- Directed by: Pat Boyette Russ Harvey
- Produced by: Russ Harvey
- Starring: Russ Harvey
- Release date: 24 January 1964;
- Country: United States
- Language: English
- Budget: $30,000

= No Man's Land (1964 film) =

No Man's Land is a 1964 American black-and-white war drama film written and produced by Russ Harvey, who also plays the main role. The film is set during the Korean War. No Man’s Land was released under Harvey's name as director but the film appears to have actually been directed by Pat Boyette.

== Plot ==
During the Korean War, a U.S. Army Corporal falls in love with a Korean girl.

== Cast ==
- Russ Harvey as Corporal Jerry Little
- Kim Lee as Anna Wong
- Lee Morgan

== Production ==
No Man's Land was filmed in and around San Antonio, Texas in 1962, partly on the ranch of Major General Harry H. Johnson on the S. Flores Road.

The film was directed and produced by Russ Harvey. Harvey played the main role in the film; he later starred (also in the lead role) in Dungeon of Horror, released in 1964. These were his only contributions to the film industry.

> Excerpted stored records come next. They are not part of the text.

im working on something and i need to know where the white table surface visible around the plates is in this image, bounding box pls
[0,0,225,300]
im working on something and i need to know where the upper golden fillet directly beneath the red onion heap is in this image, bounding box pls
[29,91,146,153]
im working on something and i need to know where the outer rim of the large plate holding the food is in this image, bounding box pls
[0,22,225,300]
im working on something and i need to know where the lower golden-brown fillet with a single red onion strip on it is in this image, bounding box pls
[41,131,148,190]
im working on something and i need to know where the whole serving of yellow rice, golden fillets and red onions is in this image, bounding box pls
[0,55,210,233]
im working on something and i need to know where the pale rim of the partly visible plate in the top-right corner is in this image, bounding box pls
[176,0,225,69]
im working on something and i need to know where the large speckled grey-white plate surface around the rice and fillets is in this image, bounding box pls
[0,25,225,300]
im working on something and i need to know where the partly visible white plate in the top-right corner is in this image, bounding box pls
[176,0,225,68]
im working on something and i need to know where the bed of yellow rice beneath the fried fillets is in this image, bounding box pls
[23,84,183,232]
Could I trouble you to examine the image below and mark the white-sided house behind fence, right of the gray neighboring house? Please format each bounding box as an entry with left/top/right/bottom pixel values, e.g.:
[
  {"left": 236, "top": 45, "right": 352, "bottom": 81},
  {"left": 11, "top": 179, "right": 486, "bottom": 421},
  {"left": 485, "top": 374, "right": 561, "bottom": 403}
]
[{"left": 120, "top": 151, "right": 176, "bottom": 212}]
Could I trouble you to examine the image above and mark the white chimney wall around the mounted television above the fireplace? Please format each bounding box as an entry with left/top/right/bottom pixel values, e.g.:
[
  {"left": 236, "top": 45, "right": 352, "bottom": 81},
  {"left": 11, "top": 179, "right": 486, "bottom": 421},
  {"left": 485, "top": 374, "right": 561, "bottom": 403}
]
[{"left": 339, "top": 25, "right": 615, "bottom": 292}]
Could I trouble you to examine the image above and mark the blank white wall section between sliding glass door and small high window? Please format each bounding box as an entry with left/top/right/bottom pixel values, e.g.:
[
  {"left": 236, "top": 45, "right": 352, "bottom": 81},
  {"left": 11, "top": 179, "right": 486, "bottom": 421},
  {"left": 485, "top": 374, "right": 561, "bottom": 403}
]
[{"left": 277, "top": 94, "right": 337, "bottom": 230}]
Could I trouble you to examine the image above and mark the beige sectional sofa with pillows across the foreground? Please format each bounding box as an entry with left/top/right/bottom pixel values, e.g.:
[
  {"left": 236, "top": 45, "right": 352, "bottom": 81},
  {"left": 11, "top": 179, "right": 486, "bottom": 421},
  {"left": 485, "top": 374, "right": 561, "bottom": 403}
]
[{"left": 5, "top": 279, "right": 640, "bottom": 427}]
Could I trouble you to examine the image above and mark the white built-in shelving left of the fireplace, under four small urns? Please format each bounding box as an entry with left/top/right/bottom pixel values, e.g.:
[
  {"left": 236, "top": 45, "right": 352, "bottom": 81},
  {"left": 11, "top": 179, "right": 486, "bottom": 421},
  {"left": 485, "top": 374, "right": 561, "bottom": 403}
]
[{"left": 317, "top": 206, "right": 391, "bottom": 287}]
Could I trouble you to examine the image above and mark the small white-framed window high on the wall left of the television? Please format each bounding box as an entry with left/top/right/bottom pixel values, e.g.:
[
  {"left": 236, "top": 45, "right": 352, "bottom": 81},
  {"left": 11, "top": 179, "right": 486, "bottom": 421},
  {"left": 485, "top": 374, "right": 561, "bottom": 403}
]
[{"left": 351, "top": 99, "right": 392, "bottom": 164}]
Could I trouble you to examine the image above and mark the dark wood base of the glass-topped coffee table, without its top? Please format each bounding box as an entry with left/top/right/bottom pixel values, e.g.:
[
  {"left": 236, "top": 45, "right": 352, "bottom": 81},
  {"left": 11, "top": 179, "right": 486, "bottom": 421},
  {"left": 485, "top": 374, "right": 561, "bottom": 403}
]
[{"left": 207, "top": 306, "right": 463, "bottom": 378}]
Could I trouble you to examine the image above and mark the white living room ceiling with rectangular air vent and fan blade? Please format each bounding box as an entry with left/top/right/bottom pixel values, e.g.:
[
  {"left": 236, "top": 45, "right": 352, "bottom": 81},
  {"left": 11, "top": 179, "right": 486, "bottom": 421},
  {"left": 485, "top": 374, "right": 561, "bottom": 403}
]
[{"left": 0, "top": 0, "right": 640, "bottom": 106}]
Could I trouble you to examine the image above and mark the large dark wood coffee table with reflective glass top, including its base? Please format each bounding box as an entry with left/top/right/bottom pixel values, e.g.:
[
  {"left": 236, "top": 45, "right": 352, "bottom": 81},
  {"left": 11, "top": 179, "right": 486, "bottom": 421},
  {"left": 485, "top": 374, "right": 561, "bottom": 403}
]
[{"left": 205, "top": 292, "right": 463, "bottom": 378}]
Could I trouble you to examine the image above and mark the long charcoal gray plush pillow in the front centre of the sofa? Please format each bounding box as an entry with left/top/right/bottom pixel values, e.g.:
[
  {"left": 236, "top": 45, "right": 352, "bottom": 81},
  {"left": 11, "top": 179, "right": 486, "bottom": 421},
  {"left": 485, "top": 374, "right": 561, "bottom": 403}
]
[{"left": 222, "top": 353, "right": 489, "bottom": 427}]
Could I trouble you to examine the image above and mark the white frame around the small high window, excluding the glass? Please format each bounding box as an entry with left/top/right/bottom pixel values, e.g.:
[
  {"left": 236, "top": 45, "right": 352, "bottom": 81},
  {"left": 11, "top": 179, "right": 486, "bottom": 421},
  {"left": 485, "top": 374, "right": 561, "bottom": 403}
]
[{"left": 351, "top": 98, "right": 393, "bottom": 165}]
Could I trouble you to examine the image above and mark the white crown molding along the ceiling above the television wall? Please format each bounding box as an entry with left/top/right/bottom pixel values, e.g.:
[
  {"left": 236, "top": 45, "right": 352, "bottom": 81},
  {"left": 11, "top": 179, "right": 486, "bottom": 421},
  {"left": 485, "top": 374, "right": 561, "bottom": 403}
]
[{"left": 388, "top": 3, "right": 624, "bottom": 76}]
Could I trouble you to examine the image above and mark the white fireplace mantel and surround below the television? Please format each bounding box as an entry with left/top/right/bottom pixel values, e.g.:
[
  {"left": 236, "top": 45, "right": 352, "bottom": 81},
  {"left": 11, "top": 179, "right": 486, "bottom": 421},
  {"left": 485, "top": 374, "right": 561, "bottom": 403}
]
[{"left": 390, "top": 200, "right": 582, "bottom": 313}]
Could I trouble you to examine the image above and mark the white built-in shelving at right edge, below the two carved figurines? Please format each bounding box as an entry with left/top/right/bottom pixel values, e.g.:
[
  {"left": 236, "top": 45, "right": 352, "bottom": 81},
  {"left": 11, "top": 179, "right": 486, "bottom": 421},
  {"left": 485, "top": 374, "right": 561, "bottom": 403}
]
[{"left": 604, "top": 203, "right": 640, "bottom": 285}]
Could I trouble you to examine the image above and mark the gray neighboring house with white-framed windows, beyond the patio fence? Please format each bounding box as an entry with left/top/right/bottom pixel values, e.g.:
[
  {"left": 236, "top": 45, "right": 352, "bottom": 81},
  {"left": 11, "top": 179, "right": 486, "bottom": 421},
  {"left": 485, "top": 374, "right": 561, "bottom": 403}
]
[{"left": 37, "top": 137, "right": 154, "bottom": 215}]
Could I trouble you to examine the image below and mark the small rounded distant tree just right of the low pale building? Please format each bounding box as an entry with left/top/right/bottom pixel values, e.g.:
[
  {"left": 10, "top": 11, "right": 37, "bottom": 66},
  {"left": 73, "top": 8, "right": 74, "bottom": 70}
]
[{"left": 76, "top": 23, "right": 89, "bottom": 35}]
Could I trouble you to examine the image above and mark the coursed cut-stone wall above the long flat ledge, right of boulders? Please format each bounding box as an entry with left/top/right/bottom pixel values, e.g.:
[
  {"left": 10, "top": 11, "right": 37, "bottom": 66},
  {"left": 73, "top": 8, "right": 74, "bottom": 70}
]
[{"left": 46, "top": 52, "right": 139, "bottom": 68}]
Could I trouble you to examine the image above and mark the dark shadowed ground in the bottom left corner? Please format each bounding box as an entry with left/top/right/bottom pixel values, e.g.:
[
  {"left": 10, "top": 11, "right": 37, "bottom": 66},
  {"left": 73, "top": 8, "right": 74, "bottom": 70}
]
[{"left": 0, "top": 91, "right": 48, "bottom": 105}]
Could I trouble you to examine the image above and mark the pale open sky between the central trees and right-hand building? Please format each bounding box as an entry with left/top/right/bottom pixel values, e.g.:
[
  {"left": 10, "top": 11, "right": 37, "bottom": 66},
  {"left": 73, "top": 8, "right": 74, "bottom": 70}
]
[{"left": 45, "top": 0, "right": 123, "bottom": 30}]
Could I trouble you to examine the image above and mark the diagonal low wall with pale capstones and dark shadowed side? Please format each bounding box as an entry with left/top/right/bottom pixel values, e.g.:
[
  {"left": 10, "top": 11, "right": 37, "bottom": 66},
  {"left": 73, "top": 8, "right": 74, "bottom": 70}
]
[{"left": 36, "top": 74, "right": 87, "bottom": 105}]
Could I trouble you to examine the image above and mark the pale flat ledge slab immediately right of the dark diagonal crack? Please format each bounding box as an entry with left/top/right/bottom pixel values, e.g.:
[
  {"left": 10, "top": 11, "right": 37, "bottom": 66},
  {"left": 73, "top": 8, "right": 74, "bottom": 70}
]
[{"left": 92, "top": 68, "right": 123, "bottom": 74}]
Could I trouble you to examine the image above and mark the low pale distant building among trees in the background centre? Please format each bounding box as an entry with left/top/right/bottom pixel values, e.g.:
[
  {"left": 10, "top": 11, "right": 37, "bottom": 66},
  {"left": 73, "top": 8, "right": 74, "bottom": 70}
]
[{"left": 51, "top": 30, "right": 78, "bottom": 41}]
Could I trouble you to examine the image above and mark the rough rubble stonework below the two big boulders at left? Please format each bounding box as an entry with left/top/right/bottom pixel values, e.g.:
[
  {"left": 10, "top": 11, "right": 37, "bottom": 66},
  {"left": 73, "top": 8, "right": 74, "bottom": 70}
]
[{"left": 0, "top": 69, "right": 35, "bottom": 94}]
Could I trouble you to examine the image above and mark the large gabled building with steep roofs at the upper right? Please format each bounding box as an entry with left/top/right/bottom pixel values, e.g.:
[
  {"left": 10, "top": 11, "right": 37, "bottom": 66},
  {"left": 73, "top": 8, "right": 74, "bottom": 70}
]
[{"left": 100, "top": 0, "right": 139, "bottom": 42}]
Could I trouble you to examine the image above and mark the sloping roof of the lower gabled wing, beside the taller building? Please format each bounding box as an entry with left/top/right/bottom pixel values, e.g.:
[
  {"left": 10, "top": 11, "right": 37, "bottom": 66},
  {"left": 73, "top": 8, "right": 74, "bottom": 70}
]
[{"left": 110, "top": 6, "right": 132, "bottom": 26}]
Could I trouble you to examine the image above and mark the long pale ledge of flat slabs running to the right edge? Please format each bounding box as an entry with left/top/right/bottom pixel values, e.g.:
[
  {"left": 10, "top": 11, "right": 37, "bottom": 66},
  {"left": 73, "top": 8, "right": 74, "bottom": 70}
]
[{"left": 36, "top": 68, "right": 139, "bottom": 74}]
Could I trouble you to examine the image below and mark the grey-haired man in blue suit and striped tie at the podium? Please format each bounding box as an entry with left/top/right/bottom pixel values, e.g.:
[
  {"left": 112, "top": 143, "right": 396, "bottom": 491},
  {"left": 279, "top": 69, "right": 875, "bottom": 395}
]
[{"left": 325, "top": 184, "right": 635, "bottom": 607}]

Both films were low budget productions shot in San Antonio.

Various sources mention Pat Boyette as director or co-director/producer of No Man's Land, even stating that he had "complete creative control" over the film, which Frank T. Thompson confirms in Texas Hollywood: Filmmaking in San Antonio Since 1910.

== Release ==
No Man's Land premiered in San Antonio in January 1964.

According to one review "the story is pointless and the acting is non existent. The best things about the movie are stock newsreel shots of actual combat."